Thursday, October 14, 2010

Revisiting the auto bailout: Bills the company can never pay back

It's the precedent, stupid.  It's the political threats and bypassing established bankruptcy rules.  It's the rewriting of corporate debt expectations:

Hopkins says the bailouts have not turned out as badly as he initially feared they would – not that they've turned out well. "It's very hard to think that the taxpayer is ever going get compensated anywhere near fully.

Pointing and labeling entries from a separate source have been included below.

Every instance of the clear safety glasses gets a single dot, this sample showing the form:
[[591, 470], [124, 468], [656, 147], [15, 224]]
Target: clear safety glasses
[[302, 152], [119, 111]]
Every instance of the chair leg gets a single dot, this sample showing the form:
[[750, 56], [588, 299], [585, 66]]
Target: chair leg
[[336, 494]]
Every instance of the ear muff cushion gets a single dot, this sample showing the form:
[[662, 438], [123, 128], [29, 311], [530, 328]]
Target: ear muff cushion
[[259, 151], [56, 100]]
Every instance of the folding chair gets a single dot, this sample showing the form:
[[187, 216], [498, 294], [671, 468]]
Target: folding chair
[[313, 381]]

The government will eventually get out of the auto business but the taxpayer will be left with a significant, I suspect, unpaid bill."

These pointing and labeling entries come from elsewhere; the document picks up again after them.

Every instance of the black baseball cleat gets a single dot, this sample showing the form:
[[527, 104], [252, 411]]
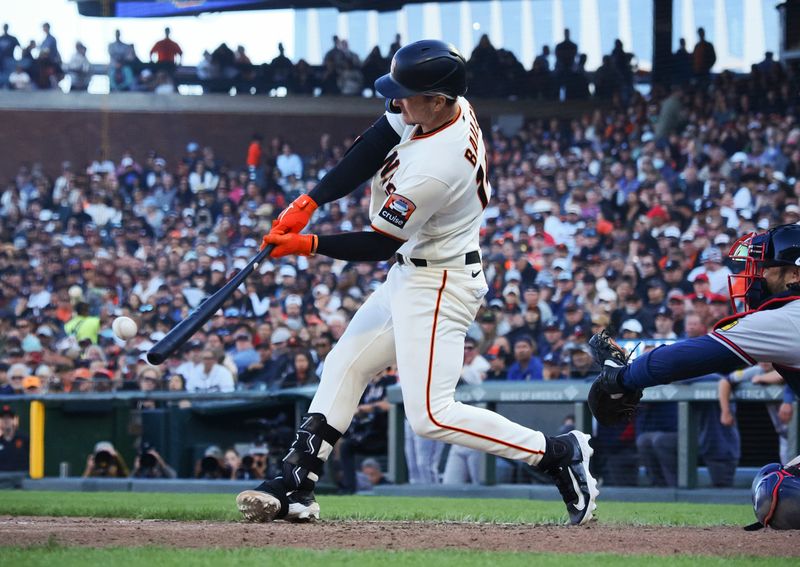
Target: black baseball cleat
[[576, 484], [267, 503], [303, 507]]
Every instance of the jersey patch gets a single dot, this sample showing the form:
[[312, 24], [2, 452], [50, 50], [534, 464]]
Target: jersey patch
[[397, 210]]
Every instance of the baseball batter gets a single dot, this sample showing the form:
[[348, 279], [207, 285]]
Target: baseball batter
[[766, 330], [429, 188]]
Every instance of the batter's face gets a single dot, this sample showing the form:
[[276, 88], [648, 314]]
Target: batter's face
[[778, 278], [423, 110]]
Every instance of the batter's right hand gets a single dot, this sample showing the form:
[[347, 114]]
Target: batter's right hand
[[295, 217], [291, 244]]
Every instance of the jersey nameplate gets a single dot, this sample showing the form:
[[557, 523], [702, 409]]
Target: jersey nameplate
[[397, 210]]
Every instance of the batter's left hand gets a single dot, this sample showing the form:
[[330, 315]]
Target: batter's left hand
[[291, 244], [785, 412], [295, 217]]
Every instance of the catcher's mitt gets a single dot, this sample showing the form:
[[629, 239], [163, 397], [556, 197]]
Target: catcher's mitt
[[605, 348], [611, 403]]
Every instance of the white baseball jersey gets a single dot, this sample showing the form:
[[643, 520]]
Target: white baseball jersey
[[430, 194], [432, 188]]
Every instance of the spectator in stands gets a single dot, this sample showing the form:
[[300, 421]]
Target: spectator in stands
[[581, 365], [79, 69], [496, 358], [622, 61], [302, 79], [527, 366], [657, 442], [281, 68], [475, 365], [14, 449], [566, 52], [210, 376], [303, 372], [150, 464], [121, 78], [350, 79], [48, 70], [211, 466], [372, 473], [367, 434], [83, 326], [118, 50], [8, 61], [703, 57], [50, 44], [289, 163], [224, 60], [166, 54], [681, 65], [373, 67]]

Ted Frank, adjunct fellow at the Manhattan Institute, sees more than an unpaid bill on the horizon.  "The worst part of the bailouts was the way the administration used political threats to trample over established bankruptcy law and settled expectations," he says  "In the long run, the bailout will cost far more jobs than it saves, even in the unlikely event that GM and Chrysler pay back the government in full."

Cato Institute senior fellow Daniel Mitchell doesn't mince words. "I hope Ford does well since they demonstrated integrity," Mitchell says. "Unlike GM and Chrysler, which evaded the normal bankruptcy process to steal from taxpayers."

This poorly implemented bailout will haunt not just the auto companies, but the debt markets for a generation.